This week Dwayne teaches us a little about flashers and talks about some old-school fishing he did earlier this week with his brother Darrell. Enjoy!
Probably the biggest tackle innovation in the last twenty years of salmon fishing is the flasher. For years the commercial trolling fleet have relied on flashers to produce fish, but it is only with the widespread use of downriggers by the recreational community that the flasher caught on with us “sporties”.
Essentially, the flasher imitates the kick of a feeding salmon’s tail, sending a far reaching vibration to distant fish who want to get in on any nearby feeding frenzy. They home in on the cause of the vibration and look for the food source, only to find a hoochie, spoon, or anchovy – which they naturally attack. And bingo! Fish on. These days, the flasher set-up is by far the most effective way to catch salmon.
The only drawback for us old school cut-plug herring guys is that the flasher tires the fish and can sometimes shorten the battle. Therefore, I leap at any chance I get to fish without flashers. And so, with my brother Darrell in town, we set out to do some damage with nothing but noodle rods, twenty pound test and a box full of salmon plugs.
Our first stop was the Green Can as the flood tide neared its midway point. We each tied on a 4” Tomic plug and dropped our gear down between 25 and 60 feet. Over the next three hours we fought coho after coho, and by the end of the tide we had our limit of hatchery coho. Most of the plugs we used gathered some attention, but our most effective by far was the 4” 602.
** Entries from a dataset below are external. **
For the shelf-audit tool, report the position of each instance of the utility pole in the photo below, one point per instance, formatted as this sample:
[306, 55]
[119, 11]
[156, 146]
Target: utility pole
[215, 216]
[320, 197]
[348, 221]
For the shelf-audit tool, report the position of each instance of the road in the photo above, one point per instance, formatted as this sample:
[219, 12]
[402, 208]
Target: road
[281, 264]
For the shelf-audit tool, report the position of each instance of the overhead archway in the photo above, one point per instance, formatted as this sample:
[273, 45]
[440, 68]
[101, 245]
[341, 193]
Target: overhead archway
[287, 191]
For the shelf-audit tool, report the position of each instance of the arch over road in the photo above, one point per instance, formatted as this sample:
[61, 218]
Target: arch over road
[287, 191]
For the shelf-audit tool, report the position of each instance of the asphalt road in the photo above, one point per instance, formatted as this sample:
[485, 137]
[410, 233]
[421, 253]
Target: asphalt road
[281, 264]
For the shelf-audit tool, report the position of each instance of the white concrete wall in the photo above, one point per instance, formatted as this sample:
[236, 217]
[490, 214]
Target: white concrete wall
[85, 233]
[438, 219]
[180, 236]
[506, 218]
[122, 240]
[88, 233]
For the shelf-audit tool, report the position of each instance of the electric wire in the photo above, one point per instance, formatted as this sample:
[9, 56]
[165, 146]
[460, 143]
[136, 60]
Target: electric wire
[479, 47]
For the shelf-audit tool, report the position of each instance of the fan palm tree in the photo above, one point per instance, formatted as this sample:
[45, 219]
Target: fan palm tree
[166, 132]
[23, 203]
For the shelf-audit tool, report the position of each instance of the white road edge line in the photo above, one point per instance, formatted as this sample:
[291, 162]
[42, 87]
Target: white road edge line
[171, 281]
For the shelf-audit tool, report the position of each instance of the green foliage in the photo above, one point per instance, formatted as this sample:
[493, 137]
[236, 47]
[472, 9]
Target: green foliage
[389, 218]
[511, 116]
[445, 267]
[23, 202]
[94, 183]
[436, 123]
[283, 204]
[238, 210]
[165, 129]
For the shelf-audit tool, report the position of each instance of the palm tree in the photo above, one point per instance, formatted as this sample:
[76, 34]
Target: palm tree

With the tide turning onto the ebb we headed for the Hump to continue our plug experiment while searching for Chinook. We tied on a 5” 639 and a 5” 600 and sent them down about 220 feet. By now both wind and tide were starting to push hard so plenty of throttle was required - but within an hour we had two Spring salmon in the boat and our fish box was so full that the door wouldn’t close. Both of these salmon put up a fight that had the Mustard brothers whooping like school kids. But with the wind now pushing 25 knots we decided we had plenty of fish and that a cold beer in the Tyee Pub would be our best option. Perfect end to a great day.